[
https://issues.apache.org/jira/browse/STORM-143?page=com.atlassian.jira.plugin.system.issuetabpanels:all-tabpanel
]
Erik Weathers resolved STORM-143.
---------------------------------
Resolution: Fixed
Fix Version/s: 0.10.0
> Launching a process throws away standard out; can hang
> ------------------------------------------------------
>
> Key: STORM-143
> URL: https://issues.apache.org/jira/browse/STORM-143
> Project: Apache Storm
> Issue Type: Bug
> Components: storm-core
> Reporter: James Xu
> Priority: Minor
> Fix For: 0.10.0
>
>
> https://github.com/nathanmarz/storm/issues/489
> https://github.com/nathanmarz/storm/blob/master/src/clj/backtype/storm/util.clj#L349
> When we launch a process, standard out is written to a system buffer and does
> not appear to be read. Also, nothing is redirected to standard in. This can
> have the following effects:
> A worker can hang when initializing (e.g. UnsatisfiedLinkError looking for
> jzmq), and it will be unable to communicate the error as standard out is
> being swallowed.
> A process that writes too much to standard out will block if the buffer fills
> A process that tries to read form standard in for any reason will block.
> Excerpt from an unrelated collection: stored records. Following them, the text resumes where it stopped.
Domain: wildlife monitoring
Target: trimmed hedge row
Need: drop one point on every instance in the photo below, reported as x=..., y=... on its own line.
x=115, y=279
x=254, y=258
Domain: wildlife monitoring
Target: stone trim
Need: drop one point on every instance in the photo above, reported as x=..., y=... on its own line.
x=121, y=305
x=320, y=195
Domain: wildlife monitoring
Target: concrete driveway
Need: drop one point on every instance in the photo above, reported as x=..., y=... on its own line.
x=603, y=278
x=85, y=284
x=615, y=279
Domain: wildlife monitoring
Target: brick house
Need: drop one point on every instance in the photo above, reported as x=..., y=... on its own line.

> Perhaps we can redirect standard out to an .out file, and redirect /dev/null
> to the standard in stream of the process?
> ----------
> nathanmarz: Storm redirects stdout to the logging system. It's worked fine
> for us in our topologies.
> ----------
> d2r: We see in worker.clj, in mk-worker, where there is a call to
> redirect-stdio-to-slf4j!. This would not seem to help in cases such as we are
> seeing when there is a problem launching the worker itself.
> (defn -main [storm-id assignment-id port-str worker-id]
> (let [conf1 (read-storm-config)
> login_conf_file (System/getProperty "java.security.auth.login.config")
> conf (if login_conf_file (merge conf1
> {"java.security.auth.login.config" login_conf_file}) conf1)]
> (validate-distributed-mode! conf)
> (mk-worker conf nil (java.net.URLDecoder/decode storm-id) assignment-id
> (Integer/parseInt port-str) worker-id)))
> If anything were to go wrong (CLASSPATH, jvm opts, misconfiguration...)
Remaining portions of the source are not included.